The words on the note brought disbelief, confusion, and a flood of tears. “I’ve taken all I can. I’m leaving.”

“Did you have a clue?” I gently asked.

“No. Not a clue. He never complained about anything.”

It took three weeks, but I finally managed to get the estranged husband in my office. When his wife challenged him as to why he had never complained in their 13 years of marriage, why he had never even hinted that he was dissatisfied, he simply shrugged his shoulders. I challenged her question to him, “You have never complained about anything in your 13 years of marriage?”

“No.”

“That’s not fair,” his wife cried. He said nothing, rose from his chair, and walked out of her life for good.

She was right. He wasn’t fair. Whatever his motivation for keeping silent might have been, only he will ever know. That’s not fair. Relationships are based on trust — trust that your partner will be open and honest with you concerning what he might be feeling, good or bad. Without honest communication genuine intimacy isn’t possible.
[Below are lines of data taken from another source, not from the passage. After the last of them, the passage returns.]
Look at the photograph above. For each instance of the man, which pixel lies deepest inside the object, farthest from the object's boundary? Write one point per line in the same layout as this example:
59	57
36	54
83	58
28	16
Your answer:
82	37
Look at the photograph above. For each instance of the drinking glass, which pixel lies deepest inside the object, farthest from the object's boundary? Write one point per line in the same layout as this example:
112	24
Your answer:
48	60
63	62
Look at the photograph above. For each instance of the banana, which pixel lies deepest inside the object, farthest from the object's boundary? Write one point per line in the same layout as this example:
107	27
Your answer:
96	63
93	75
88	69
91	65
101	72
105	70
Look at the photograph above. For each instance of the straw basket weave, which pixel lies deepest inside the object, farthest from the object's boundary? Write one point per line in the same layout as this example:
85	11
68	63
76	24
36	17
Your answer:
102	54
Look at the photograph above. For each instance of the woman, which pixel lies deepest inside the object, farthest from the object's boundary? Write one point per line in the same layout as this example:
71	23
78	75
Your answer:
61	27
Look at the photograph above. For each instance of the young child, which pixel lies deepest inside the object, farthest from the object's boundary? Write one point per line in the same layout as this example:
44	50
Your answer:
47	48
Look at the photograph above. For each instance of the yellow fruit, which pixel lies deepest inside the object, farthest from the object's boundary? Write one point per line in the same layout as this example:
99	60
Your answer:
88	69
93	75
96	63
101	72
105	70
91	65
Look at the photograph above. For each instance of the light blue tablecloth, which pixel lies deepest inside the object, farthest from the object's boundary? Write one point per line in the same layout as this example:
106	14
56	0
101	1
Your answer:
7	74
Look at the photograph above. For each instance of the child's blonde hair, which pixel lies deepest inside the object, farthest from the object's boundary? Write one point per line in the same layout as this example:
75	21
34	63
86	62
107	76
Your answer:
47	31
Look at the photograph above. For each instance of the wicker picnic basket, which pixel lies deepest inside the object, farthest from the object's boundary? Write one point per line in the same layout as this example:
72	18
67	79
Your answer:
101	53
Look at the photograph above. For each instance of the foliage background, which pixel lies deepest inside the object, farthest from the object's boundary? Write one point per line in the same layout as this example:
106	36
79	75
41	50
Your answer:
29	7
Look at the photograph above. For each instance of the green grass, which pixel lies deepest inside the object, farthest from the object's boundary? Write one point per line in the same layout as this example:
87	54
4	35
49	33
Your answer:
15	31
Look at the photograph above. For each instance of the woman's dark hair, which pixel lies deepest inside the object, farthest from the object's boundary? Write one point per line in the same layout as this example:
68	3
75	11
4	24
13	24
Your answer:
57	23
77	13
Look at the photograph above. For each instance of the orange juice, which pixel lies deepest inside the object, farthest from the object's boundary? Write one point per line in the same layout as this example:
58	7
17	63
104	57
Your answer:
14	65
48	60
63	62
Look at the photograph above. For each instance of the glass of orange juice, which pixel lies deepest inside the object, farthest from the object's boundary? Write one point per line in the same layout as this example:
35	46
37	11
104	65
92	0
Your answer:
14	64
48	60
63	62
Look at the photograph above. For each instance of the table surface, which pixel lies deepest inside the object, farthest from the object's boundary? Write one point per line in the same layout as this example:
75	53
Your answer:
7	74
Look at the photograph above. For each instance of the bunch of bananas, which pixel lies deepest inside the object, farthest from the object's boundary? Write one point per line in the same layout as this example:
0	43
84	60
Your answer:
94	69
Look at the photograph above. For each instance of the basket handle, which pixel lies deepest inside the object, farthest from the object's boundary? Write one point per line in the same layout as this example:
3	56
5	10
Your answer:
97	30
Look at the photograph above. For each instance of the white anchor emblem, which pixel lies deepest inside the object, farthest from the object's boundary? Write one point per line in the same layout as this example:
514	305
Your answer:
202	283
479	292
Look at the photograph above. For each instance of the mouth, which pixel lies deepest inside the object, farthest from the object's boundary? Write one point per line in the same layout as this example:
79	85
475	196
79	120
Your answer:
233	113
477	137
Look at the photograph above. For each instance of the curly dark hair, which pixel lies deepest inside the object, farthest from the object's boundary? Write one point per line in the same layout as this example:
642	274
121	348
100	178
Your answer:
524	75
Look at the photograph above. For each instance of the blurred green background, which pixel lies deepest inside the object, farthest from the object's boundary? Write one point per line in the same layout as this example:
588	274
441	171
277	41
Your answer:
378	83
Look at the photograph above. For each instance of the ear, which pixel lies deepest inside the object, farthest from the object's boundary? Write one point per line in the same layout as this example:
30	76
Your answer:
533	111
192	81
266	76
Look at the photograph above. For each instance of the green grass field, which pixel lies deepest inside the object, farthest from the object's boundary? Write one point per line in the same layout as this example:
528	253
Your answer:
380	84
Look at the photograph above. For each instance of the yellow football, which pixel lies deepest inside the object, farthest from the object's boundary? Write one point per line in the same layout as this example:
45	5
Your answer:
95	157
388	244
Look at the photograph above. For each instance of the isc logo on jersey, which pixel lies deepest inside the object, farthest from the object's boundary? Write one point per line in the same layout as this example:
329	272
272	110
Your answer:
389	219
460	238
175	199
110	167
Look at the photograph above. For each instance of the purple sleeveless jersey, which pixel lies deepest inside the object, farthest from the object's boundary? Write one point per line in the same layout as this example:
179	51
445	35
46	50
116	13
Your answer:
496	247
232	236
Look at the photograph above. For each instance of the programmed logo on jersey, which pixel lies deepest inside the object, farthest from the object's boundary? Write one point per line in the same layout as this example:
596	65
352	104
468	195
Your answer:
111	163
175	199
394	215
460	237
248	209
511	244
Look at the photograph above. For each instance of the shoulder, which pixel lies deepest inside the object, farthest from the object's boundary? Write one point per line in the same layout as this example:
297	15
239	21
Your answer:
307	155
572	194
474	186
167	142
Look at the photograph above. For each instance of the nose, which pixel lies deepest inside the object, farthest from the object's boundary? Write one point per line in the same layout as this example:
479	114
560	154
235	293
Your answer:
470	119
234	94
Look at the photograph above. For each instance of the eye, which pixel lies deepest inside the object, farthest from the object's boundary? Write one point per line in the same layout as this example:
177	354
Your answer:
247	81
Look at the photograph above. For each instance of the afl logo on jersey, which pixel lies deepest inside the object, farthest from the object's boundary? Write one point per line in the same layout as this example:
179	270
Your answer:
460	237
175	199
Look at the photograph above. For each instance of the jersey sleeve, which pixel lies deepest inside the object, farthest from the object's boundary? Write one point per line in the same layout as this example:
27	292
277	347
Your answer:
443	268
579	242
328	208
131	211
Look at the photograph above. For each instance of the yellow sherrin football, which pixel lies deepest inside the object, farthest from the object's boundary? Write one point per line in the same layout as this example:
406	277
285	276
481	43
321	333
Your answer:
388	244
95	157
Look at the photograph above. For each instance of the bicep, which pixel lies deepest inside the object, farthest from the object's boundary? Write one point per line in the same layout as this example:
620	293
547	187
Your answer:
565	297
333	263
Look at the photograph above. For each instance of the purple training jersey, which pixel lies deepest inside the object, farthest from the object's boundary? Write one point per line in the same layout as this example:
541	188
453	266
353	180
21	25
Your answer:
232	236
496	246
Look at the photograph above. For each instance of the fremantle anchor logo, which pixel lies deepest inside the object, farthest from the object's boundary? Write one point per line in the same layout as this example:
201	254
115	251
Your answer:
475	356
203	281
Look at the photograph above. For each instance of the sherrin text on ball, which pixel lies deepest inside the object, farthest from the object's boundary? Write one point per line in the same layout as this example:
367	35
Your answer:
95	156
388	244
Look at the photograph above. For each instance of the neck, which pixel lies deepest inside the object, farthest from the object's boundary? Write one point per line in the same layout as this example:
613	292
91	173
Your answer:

This is why stuffing anger is so destructive. By refusing to acknowledge or communicate our anger in a constructive manner, we block any hope of a healthy relationship and set ourselves up for an eventual explosion resulting from pent-up feelings of resentment, frustration, and anger.

Stuffing our anger is like putting a pressure cooker on the hot eye of a stove with the valve closed. For the longest time it looks like nothing is happening. But inside that pressure cooker, steam is beginning to build. Gradually, the pressure from the steam becomes so great that an explosion is inevitable. When the pressure cooker finally explodes, it’s best not to be in the kitchen. The shrapnel can be deadly.

For humans, the explosions always inflict both internal and external damage. Internal damage results in numerous physical ailments such as ulcers, high blood pressure, heart disease, depression, and headaches. External damage shows up in repeated failed relationships, bitterness, detachments, resentments, and combativeness. Even though major damage is inflicted on anyone within range, ultimately the worst damage is suffered by the person who chooses to stuff his anger.

Do yourself and those who care about you a favor. Refuse to stuff your anger. Find constructive ways to communicate your anger and enjoy healthier, more intimate relationships.